Northern New Mexico continues to have a distinct quality. The omnipresence of television, in addition to a modern freeway system that enables people to travel more and therefore interact, have done much to make our Spanish much like that of other areas.
Now, with satellite TV available almost everywhere, people whose grandparents grew up speaking only Spanish now get a multi-lingual menu, with the result that the lines between Southern, Eastern, Northern and General American English have blurred.
Daily, people are losing the peculiar accents and inflections that were so apparent in the earlier part of the century. People didn’t get to town much in those days, and their exposure to how other people were speaking Spanish was limited. Thus, many regional writers and historians refer to demographic pockets in which the language of Cervantes was spoken.
In the middle of the 20th century, however, things were different. But we members of a family that had never ventured past Albuquerque, felt ready to take on the world.
For the wedding of my sister Dorothy, in 1953, we siblings traveled with our parents to Las Cruces. It’s a short hop from there to Juarez, a place we’d never been. It was a chance to say we’d been to another country. Intrigued by the endless procession of vendors hawking their wares, we thought we could get by with northern New Mexico Spanglish.
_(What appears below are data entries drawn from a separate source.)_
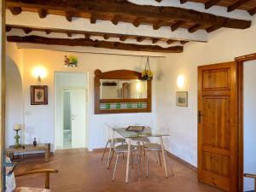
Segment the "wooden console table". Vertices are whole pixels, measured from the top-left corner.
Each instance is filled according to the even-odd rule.
[[[50,153],[50,144],[49,143],[42,143],[37,144],[36,146],[32,144],[27,144],[20,146],[19,148],[15,148],[11,145],[9,148],[6,149],[6,154],[9,157],[13,157],[15,153],[27,153],[27,152],[35,152],[35,151],[44,151],[44,160],[45,162],[49,161],[49,153]]]

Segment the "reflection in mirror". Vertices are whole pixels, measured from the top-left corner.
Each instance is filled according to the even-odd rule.
[[[147,98],[147,81],[101,79],[101,99]]]

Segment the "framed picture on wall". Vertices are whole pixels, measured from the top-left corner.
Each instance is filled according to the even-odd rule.
[[[188,107],[188,91],[177,91],[176,105],[180,107]]]
[[[31,104],[32,105],[47,105],[48,104],[48,86],[47,85],[32,85]]]

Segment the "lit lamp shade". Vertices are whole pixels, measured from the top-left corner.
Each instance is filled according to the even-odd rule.
[[[21,125],[20,124],[15,125],[15,131],[20,131],[20,130],[21,130]]]

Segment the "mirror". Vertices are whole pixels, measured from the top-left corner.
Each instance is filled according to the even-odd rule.
[[[95,71],[95,113],[150,113],[152,79],[142,73],[115,70]]]
[[[145,99],[147,81],[101,79],[101,99]]]

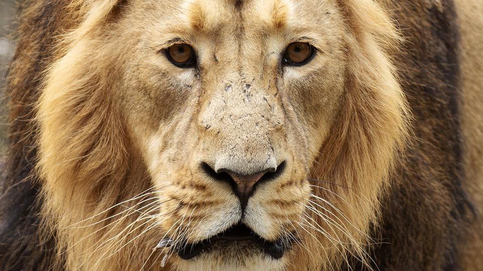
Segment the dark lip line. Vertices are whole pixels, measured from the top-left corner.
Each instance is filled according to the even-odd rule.
[[[246,227],[250,230],[250,234],[242,236],[223,236],[224,234],[229,233],[230,230],[239,226]],[[282,257],[285,252],[292,249],[292,243],[298,240],[295,236],[294,234],[292,234],[281,236],[274,241],[269,241],[260,236],[247,226],[239,223],[204,240],[194,243],[182,242],[174,247],[172,247],[171,249],[174,252],[177,253],[182,259],[188,260],[209,250],[213,243],[219,240],[232,242],[252,240],[255,241],[266,254],[274,259],[277,259]]]

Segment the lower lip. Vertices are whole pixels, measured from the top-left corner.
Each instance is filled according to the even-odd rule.
[[[222,240],[232,242],[243,241],[254,242],[260,246],[264,253],[274,259],[281,258],[285,252],[292,248],[291,245],[287,244],[291,243],[291,240],[287,240],[284,242],[281,238],[274,241],[268,241],[263,239],[257,239],[252,236],[241,238],[222,236],[211,239],[209,241],[204,241],[196,244],[183,244],[180,246],[182,248],[178,250],[178,255],[183,259],[192,259],[209,249],[215,242]]]

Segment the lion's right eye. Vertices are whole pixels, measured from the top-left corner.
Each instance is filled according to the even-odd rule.
[[[180,68],[191,68],[196,63],[195,50],[188,44],[172,45],[166,50],[166,56],[172,63]]]

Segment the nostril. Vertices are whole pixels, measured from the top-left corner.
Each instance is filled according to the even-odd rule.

One of us needed change and asked for “change-oh.” Big mistake. Mom told us to try “feria.” Still no luck. Finally, Dad told us to use “cambio.” That worked.
Even then, American currency and coins were legal tender in Mexico. But I got nowhere offering “un nicle” or even “un daime” for a souvenir. While it is true that languages borrow from one another, our relabeling of coinage, including “quata” and “haffe” didn’t fly with the Juarez folk.
One thing we had taken to Mexico was the misuse of certain verb forms, of which we had not been aware until some of the natives set us straight. The second-person singular past tense of many Spanish verbs ends in “-iste.” Thus, to inquire as to whether a person has eaten, we ought to ask, “¿Comiste?” But in New Mexico, that form is often jeered at by people who instantly “correct” and tell you it’s “comites,” and call you a pedant. Retired Highlands University languages professor Sara Harris calls the idea of transposing sounds “metathesis.” Although she’d apparently prefer that people use the more accepted form of the verb, she doesn’t correct those who don’t. “To me it’s still communication,” Harris said. But in addition to economy of effort, i.e., whatever pronunciation is easier, Harris posits that the “comites” syndrome occurs because in Spanish, verbs in the second-person singular end in an “s.” Thus, “tu andas,” for “you are walking,” may lead people to want to end all such Spanish verbs with an “s,” regardless of tense.
We hear metathesis when people pronounce “Gabriel” as “Grabiel.” Among the generation in their 80s and 90s, who grew up speaking Spanish, I’d hoped to find the “correct” usage. But while working on the U.S. Census in 2000, that wasn’t to be so. So instead of the hoped for form of “fuiste” for “you went,” we got “fuites.”
There’s merit to the idea that language usage is neither right nor wrong but whatever people speak. So if most people agree it’s “ites” instead of “iste,” who’s to say they’re wrong? Even labeling something as “correct” is iffy. Correct according to who?